Q: What’s it like working on a show that really seems to go out of its way to value that ensemble? What's that like from your perspective, getting that real opportunity to not just support but also really shine in your own right?

JIM: It’s really been great to be on a series that has really embraced all the voices of all the characters. So often… you have funny stuff to do. You just pop in and then you pop out and you’re not sometimes integral to the plot. But the writers of Community specifically have been so great about really embracing the idea of their core cast. Even in some of these bigger, splashy episodes that we’ve done—specifically even Modern Warfare is probably the best example with the paintball. Even when all this insanity’s going on, Dan and the writers laid in some kind of character growth in it, which is always such a huge challenge, but it’s pretty honorable and that’s what they’re going for. And especially to squeeze in the amount of time you have in these… 30 minutes for a half hour comedy. But, I will say going specifically to your question, that yes, it’s just been great that they spread the wealth so to speak, but yet at the same time, keep everyone involved when it is focused on one character, which is nice.
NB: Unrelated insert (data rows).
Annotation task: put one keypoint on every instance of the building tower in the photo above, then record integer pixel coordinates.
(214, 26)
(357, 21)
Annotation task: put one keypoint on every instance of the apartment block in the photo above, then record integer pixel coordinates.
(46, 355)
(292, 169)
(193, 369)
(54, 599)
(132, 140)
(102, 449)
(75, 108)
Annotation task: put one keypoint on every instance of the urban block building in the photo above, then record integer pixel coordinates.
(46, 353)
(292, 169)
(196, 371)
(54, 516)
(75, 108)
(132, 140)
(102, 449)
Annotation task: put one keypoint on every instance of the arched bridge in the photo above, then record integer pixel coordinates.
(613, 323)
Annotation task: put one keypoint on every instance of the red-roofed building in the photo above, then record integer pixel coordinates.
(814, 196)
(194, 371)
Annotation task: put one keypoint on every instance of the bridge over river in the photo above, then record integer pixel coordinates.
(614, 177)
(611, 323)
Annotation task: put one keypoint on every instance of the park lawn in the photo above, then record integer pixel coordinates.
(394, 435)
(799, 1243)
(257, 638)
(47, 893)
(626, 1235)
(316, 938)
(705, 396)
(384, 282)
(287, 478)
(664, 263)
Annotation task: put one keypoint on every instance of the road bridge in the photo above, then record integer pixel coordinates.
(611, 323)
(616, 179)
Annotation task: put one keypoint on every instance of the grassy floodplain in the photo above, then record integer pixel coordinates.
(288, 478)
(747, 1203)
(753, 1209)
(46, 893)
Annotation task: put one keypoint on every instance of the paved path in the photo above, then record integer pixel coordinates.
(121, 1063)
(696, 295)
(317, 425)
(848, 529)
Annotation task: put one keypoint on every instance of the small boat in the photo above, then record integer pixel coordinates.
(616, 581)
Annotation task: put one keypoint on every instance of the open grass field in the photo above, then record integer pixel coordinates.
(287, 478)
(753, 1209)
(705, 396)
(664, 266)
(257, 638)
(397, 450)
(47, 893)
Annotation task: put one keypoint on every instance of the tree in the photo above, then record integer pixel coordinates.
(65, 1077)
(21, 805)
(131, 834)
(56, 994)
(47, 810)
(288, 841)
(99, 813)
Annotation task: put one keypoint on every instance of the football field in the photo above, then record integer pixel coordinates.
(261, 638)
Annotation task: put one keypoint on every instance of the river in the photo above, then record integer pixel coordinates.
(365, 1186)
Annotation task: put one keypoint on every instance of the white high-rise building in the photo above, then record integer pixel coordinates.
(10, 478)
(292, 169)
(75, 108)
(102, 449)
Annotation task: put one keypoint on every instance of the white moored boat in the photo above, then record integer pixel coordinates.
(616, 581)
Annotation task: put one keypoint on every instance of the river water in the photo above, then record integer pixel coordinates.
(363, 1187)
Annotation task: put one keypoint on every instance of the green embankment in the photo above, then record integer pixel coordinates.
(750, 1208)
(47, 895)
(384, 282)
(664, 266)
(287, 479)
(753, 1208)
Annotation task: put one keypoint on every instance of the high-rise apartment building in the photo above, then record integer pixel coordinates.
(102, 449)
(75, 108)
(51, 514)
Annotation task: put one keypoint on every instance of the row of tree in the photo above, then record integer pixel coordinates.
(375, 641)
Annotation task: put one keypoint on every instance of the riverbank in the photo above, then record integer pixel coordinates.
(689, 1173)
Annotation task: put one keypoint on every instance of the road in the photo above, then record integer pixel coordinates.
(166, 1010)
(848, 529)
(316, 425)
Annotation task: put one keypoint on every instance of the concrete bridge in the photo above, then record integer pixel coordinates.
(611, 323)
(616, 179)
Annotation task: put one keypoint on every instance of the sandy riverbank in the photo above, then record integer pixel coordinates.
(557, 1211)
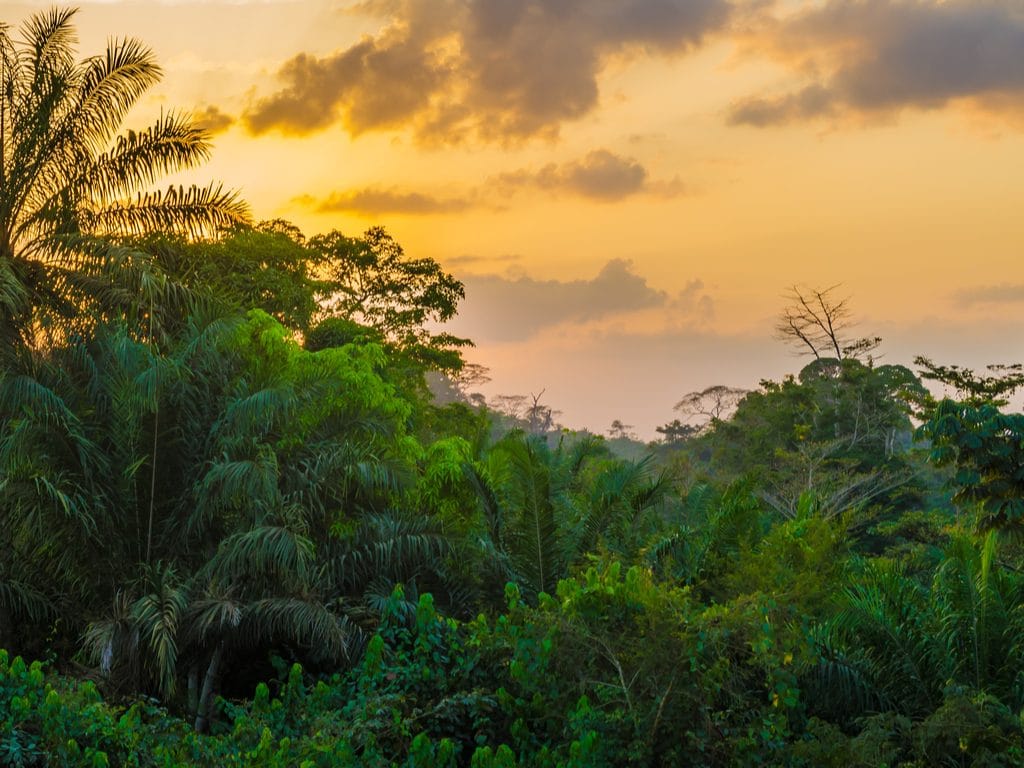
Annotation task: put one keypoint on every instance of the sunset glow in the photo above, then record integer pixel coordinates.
(629, 187)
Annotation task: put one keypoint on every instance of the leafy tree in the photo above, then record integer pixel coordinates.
(68, 182)
(982, 443)
(370, 281)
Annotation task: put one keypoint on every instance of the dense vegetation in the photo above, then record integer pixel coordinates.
(238, 528)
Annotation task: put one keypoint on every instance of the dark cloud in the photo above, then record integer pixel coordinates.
(374, 201)
(1005, 294)
(509, 308)
(878, 56)
(211, 119)
(498, 70)
(374, 84)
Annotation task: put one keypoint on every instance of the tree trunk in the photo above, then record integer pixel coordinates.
(193, 691)
(206, 697)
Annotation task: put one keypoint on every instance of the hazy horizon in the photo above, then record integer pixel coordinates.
(629, 188)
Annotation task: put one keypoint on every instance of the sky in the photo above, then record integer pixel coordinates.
(629, 188)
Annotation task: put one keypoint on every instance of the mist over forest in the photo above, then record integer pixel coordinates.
(256, 509)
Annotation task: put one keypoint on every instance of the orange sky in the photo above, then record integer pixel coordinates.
(629, 186)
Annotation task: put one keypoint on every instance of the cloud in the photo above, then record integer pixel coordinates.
(600, 175)
(211, 119)
(868, 57)
(375, 201)
(510, 308)
(1005, 294)
(467, 259)
(499, 71)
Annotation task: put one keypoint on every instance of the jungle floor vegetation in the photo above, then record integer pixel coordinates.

Q: Community is obviously developing a very large and rabid fan base, and I’m wondering if you could just tell us a quick story maybe about one of your more memorable recent experiences with some of your fans?
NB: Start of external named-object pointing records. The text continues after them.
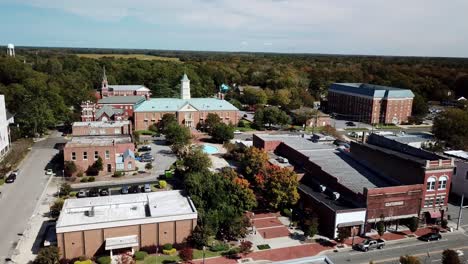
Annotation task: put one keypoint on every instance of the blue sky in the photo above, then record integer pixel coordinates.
(396, 27)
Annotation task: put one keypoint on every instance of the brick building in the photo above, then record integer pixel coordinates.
(113, 224)
(369, 103)
(342, 190)
(407, 165)
(96, 128)
(116, 152)
(188, 111)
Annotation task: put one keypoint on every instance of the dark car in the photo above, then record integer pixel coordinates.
(11, 178)
(124, 190)
(430, 237)
(134, 189)
(93, 192)
(104, 192)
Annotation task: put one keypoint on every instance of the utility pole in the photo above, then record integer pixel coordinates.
(460, 212)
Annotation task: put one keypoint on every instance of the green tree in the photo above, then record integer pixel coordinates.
(450, 257)
(195, 160)
(409, 260)
(253, 162)
(47, 255)
(178, 137)
(69, 167)
(210, 122)
(165, 122)
(278, 186)
(222, 133)
(451, 126)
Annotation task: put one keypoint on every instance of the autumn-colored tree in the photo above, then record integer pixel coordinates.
(253, 162)
(278, 186)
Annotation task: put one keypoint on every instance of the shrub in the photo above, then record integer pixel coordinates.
(245, 247)
(167, 246)
(140, 255)
(186, 254)
(162, 184)
(219, 247)
(169, 251)
(104, 260)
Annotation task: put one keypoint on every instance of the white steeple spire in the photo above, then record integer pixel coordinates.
(185, 87)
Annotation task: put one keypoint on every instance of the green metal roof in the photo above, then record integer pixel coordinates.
(133, 99)
(174, 104)
(372, 90)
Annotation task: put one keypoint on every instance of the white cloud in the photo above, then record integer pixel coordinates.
(418, 27)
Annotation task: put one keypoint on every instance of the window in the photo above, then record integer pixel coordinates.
(430, 186)
(442, 182)
(429, 202)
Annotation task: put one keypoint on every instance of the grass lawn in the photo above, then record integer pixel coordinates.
(127, 56)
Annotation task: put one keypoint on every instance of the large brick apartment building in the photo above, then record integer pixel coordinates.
(98, 225)
(188, 111)
(369, 103)
(343, 189)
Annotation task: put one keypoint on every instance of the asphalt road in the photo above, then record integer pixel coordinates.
(19, 199)
(427, 252)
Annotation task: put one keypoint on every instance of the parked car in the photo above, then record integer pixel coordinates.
(93, 192)
(124, 190)
(147, 188)
(430, 237)
(81, 194)
(370, 244)
(11, 178)
(145, 148)
(134, 189)
(104, 192)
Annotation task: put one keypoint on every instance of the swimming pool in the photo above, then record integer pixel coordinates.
(210, 149)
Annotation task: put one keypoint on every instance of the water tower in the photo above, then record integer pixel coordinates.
(11, 50)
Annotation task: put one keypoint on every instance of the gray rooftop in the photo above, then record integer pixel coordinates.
(346, 170)
(83, 141)
(116, 87)
(372, 90)
(122, 210)
(133, 99)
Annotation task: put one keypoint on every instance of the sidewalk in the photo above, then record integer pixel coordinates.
(29, 244)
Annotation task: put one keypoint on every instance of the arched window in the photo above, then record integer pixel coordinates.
(430, 184)
(442, 182)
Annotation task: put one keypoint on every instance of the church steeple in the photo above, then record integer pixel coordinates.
(185, 87)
JIM: Oh, God. I didn’t think I would get recognized as much. In the beginning, I thought, “Oh, this is a recurring character,” or whatever… but I remember just being in a very crowded movie theater, in the lobby waiting to go into this movie, and there was this group of teenage boys. And it was just funny to me because all of them had their girlfriends just sitting on their laps waiting for a movie. They didn’t get up or anything; they just yelled from across the room, like, “Hey man. It’s Dean! Dean Pelton.” And, I just thought, “Well, there’s my fan base.” Finally, I got the teen boys with their girlfriends are really into my character. But they didn’t really come over or anything, but it was just the fact that they yelled across the room. But, hey, I’ll take it you know.

Q: You recently wrote The Descendents a film starring Geoge Clooney, right?
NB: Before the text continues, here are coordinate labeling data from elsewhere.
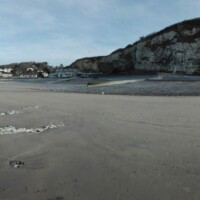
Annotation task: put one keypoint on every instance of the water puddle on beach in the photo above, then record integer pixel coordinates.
(10, 130)
(19, 111)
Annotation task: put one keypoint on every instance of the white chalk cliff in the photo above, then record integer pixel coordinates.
(173, 49)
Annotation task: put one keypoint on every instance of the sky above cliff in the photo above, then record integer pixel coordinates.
(61, 31)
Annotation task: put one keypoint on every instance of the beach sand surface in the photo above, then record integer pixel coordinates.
(105, 147)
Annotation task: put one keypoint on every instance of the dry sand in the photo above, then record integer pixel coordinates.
(110, 147)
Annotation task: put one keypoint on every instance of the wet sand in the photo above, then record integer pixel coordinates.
(109, 147)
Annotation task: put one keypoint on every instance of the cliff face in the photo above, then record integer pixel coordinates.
(173, 49)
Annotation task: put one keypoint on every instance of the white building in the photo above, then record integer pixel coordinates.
(5, 70)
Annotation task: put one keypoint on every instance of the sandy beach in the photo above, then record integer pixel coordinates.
(98, 147)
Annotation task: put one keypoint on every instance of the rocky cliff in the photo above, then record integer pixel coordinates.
(173, 49)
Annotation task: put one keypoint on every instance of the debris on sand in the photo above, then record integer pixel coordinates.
(13, 130)
(16, 164)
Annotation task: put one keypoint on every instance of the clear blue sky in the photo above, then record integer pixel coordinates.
(61, 31)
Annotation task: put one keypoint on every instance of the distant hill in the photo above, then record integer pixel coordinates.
(174, 49)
JIM: Yes. Well, it comes out, I think it’s going to be next year… around this time. Yes. A little guy named George Clooney is in it. Yes, my writing partner Matt Faxon and I, along with Alexander Payne, who actually also directed it, adapted this book called The Descendents, so that should come out next year. But yes that was a great experience… That also started with The Groundlings, and I had written a couple of pilots and then a screen play as well as adapted one. So, that’s definitely a part of my life I want to continue and nurture outside of Community.

Q: What made you decide to adapt The Descendents?

JIM: Well Matt and I had written a screenplay that got us noticed by Alexander Payne and his producing partner, Jim Burke, and they actually just brought us in, too, because they had optioned The Descendents. So it really was like, "Read this book, come back, and tell us what your take on it would be." And so luckily they liked what we had to say, so [we] ended up writing and then working with Alexander on the final product. And that was it. So it was just something that fell into our laps.

Q:  Do you have any plans to write any other pilots or a TV show?

JIM: Yes. We’re working right now on a pilot for HBO. We had pitched an idea over there, so we are just in the early stages of writing right now… We had written an original a few years back that had gotten some attention. It was called The Way Back, and we had written it around the time when… a lot of things were happening as far as the economy. And so making these smaller movies was a challenge. So we’re hoping that we can get back to that, as things pick back up and these movie slates pick up a little bit. But in the meantime, I think we’re going to work on this HBO thing, and then hopefully write another original screenplay. So it’s certainly a side passion that we have, so we just continue to do that.